= Re Styles =

American singer, designer and actress (1950–2022)

Re Styles (born Shirley Marie Macleod; March 3, 1950 – April 17, 2022) was an American singer, designer and actor best known as a member of The Tubes.

Styles has been said to have been born in either The Netherlands or in Fort Campbell, Kentucky, U.S.A. Her parents were Duncan A. Macleod and Shirley L. Macleod; her father died fighting in Korea in 1951.

Styles grew up in Seattle, attending Nathan Hale High School and moved to San Francisco in 1968. She worked as a model, appearing in fashion spreads for the Macy's department store and the magazine Vogue. In the early 1970s she worked as an actor, including the role of "Klen's Lover" in Alejandro Jodorowsky’s 1973 film The Holy Mountain, for which she used the name 'Re Debris'. She is also rumoured to be in the cast of Sun Ra's 1974 film Space is the Place. She may also have appeared in soft porn magazines such as Playboy and Oui; sources differ on whether this occurred before or during her time in The Tubes.

She met The Tubes in 1975; the group had just completed its debut album. She became their costume designer, and then danced onstage at their live shows, and also became the band's co-lead vocalist alongside Fee Waybill. She also entered into a relationship with the band's drummer Prairie Prince.

Jane Dornacker, who also toured with The Tubes at this time, co-wrote the group's first hit single, "Don't Touch Me There", which was recorded as a duet between Styles and Waybill. "Prime Time", from the fourth Tubes album Remote Control was also similarly a duet.
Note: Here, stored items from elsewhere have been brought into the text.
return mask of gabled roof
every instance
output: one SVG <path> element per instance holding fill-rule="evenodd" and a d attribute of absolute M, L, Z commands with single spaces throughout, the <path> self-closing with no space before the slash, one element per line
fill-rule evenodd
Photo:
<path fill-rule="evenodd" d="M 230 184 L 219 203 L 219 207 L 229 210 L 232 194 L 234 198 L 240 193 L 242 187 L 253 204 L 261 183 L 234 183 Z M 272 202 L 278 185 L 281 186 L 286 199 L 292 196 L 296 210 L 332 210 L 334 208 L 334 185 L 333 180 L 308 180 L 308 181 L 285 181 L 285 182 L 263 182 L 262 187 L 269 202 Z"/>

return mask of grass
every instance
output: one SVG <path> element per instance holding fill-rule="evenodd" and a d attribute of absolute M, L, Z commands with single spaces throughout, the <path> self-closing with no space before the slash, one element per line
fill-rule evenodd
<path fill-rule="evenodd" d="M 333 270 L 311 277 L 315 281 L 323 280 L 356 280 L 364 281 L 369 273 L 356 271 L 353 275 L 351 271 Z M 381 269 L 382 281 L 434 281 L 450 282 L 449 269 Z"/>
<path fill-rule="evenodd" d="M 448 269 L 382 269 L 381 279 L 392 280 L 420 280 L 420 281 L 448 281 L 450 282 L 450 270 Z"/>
Styles was a prominent member of The Tubes when the group appeared in the 1980 film Xanadu however she left shortly afterwards. Waybill later told Classic Rock magazine that by this time Styles was 'in bad shape... she didn't really want to tour anymore. So she kind of left the band at that point... She was really a talented girl.'

Following her time in The Tubes, Styles worked as a landscape gardener in Seattle, as well as a home remodeller, party planner, and flower arranger. She died in her sleep following a stroke.